Sunday 24 October 2010

Trends

The new edition of the Journal of Official Statistics has just been released. The first paper is by Sharon Lohr, author of the well known sampling book Sampling: Design and Analysis which I still did not read to tell the truth. The paper is not technical, it is rather an article that surveys the program currently offered in courses of statistics in US and how statisticians should learn sampling theory.

I knew that sampling is not a course highly rated in importance in Universities in Brazil and I did not expect it to be different in US. I am familiar with the difficulties encountered on finding a professor that is willing to advise you if you want to do a master or phD related to sampling theory. All that contradicts the importance that sampling has in our (statisticians) day to day work and I think that the consequences are that many of us overlook the sampling part of whichever data we are analyzing. But that is not really the point I want to talk about here.

Back in the 80s, when I did not even knew what statistics was all about, I had an excellent literature teacher who once said "The history of literature is made of trends. A period is characterized by rational literature, the next is subjective, emotional, the next is rational again and so on until the current period...". Well, I am not sure this was exactly what she said since it was a long time ago, but Lohr's paper made me think about these interchanges in the context of sampling.

Before the 1930's sampling was done only by convenience. Then probabilistic sample theory was introduced under lots of skepticism. It was really hard to believe a random sample could give better results than a convenience sample. How would a random sample make sure not everybody in the sample supports one candidate? Or the correct age distribution? Lrhs says the book Sample Survey Methods and Theory by Hansen, Hurwitz, and Madow (1953) had a great influence on the introduction of probability sampling in practical work. The book (actually two volumes) is well coted still today and is in my wish list. 

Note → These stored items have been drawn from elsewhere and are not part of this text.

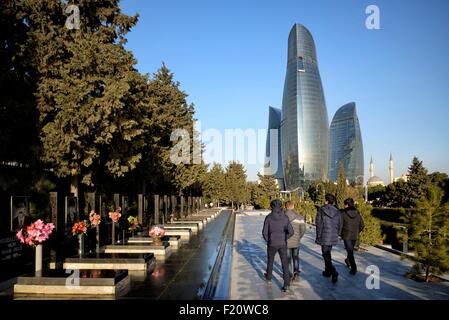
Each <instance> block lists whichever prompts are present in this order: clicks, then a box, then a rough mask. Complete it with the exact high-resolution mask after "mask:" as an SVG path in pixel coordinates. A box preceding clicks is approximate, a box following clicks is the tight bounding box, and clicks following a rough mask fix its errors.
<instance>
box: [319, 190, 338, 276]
mask: <svg viewBox="0 0 449 320" xmlns="http://www.w3.org/2000/svg"><path fill="white" fill-rule="evenodd" d="M334 202H335V197H334V196H333V195H332V194H326V204H325V205H324V206H322V207H321V208H320V209H319V210H318V213H317V215H316V220H315V223H316V240H315V243H317V244H319V245H321V252H322V255H323V258H324V265H325V269H324V271H323V276H325V277H331V276H332V282H333V283H336V282H337V281H338V272H337V270H336V269H335V267H334V265H333V264H332V255H331V251H332V246H335V245H336V244H337V243H338V236H339V235H340V234H341V229H342V225H343V224H342V218H341V213H340V211H339V210H338V209H337V208H336V207H335V206H334Z"/></svg>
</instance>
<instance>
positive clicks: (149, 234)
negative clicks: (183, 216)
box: [149, 226, 165, 239]
mask: <svg viewBox="0 0 449 320" xmlns="http://www.w3.org/2000/svg"><path fill="white" fill-rule="evenodd" d="M149 235H150V237H151V238H153V239H155V238H161V237H163V236H164V235H165V229H164V228H162V227H158V226H153V227H152V228H151V230H150V232H149Z"/></svg>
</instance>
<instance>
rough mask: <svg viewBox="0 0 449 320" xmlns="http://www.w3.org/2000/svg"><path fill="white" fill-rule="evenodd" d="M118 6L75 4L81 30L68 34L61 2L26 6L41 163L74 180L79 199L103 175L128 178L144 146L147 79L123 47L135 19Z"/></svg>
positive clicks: (113, 1)
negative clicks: (80, 191)
mask: <svg viewBox="0 0 449 320" xmlns="http://www.w3.org/2000/svg"><path fill="white" fill-rule="evenodd" d="M118 3H119V1H88V0H80V1H77V2H76V5H77V6H78V7H79V10H80V29H73V30H68V29H67V28H65V20H66V15H65V13H64V10H65V8H66V6H65V4H64V3H63V2H61V1H57V0H49V1H45V2H42V1H37V0H36V1H27V4H28V8H29V16H28V19H29V32H28V35H29V43H28V50H29V52H30V53H31V52H32V56H33V64H34V66H35V69H36V73H37V80H38V81H37V84H38V86H37V91H36V97H37V105H38V110H39V125H40V128H41V141H42V145H43V154H42V159H43V160H44V161H45V162H47V163H49V164H50V165H51V166H52V168H53V170H54V172H55V174H56V175H58V176H60V177H71V191H72V192H73V193H74V194H75V195H77V193H78V181H79V180H80V182H82V183H84V184H86V185H93V184H94V183H95V182H96V176H95V174H96V173H97V172H106V173H107V174H109V175H111V176H113V177H123V176H124V175H125V174H127V173H128V172H130V171H131V170H133V169H134V168H135V167H136V165H137V163H138V162H139V161H140V159H141V156H142V155H141V148H142V147H143V145H144V144H145V141H144V139H143V135H142V133H143V129H142V124H141V123H140V121H141V119H142V109H143V104H142V97H143V96H144V92H145V91H144V90H145V79H144V78H143V77H142V76H141V75H140V74H139V73H138V72H137V71H136V69H135V68H134V65H135V63H136V61H135V59H134V58H133V56H132V54H131V53H130V52H129V51H127V50H125V48H124V47H123V43H125V42H126V39H125V35H126V33H127V32H128V31H129V30H130V29H131V27H132V26H134V25H135V23H136V22H137V16H134V17H131V16H127V15H125V14H123V13H122V12H121V11H120V8H119V6H118ZM30 56H31V54H30ZM78 178H80V179H78Z"/></svg>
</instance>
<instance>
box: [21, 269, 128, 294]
mask: <svg viewBox="0 0 449 320" xmlns="http://www.w3.org/2000/svg"><path fill="white" fill-rule="evenodd" d="M129 290H130V277H129V275H128V271H127V270H86V269H81V270H65V269H55V270H51V269H46V270H43V271H42V272H41V273H33V274H29V275H24V276H20V277H18V278H17V283H16V284H15V285H14V298H20V297H23V296H26V297H29V296H33V295H37V296H42V295H44V296H45V295H52V296H54V295H56V296H59V295H61V296H64V295H70V296H73V295H75V296H83V295H88V296H91V295H98V296H102V295H107V296H121V295H124V294H126V293H127V292H128V291H129Z"/></svg>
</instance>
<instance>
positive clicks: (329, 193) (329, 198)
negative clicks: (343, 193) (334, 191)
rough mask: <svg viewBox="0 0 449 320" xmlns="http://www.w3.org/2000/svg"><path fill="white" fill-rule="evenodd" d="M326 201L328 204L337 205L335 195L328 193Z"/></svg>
mask: <svg viewBox="0 0 449 320" xmlns="http://www.w3.org/2000/svg"><path fill="white" fill-rule="evenodd" d="M325 199H326V201H327V203H329V204H334V203H335V197H334V195H333V194H330V193H327V194H326V196H325Z"/></svg>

I guess we can say probability sampling dominated the sampling theory and its practice until a while ago, when the internet came into play. As for now the internet is not suitable for probability samples but despite of that its ease and cheapness has overtaken the reliability offered be the sampling theory. Definitely internet based sampling is taking us back to the convenience sampling, which does not necessarily means that we are going backwards.  The challenge to me is to adapt ourselves to the new reality.

We still have many statisticians putting themselves against non probabilistic sample. But what are the instances where we can have a truly probability sample if the target are human beings? Even official institutions, that have a good budgets to spend on sampling, have trouble with high non response rates. In the business world the probability sample has rarely happened and it might become even worst. Still surveys are more and more popular. In the business world you just don't have work if you refuses to work with non probability samples. We need to understand how to get more reliable results from internet surveys, how build models that correct possible biases, how to interpret and release results for which precision is hard to grasp without misleading the user of the information. I think right now we are doing a very poor job on this regard, at least most of us, because the lack of theory and knowledge about non probability sampling has lead to the use of probability sampling theory for non probability sample. The assumptions needed for this practice is rarely understood.

We are in a new age where so much information are available online and at so low cost. We just cant afford to ignore it because it comes from methods not recognized by statistical theory, rather we need to accept the challenge of making the information useful.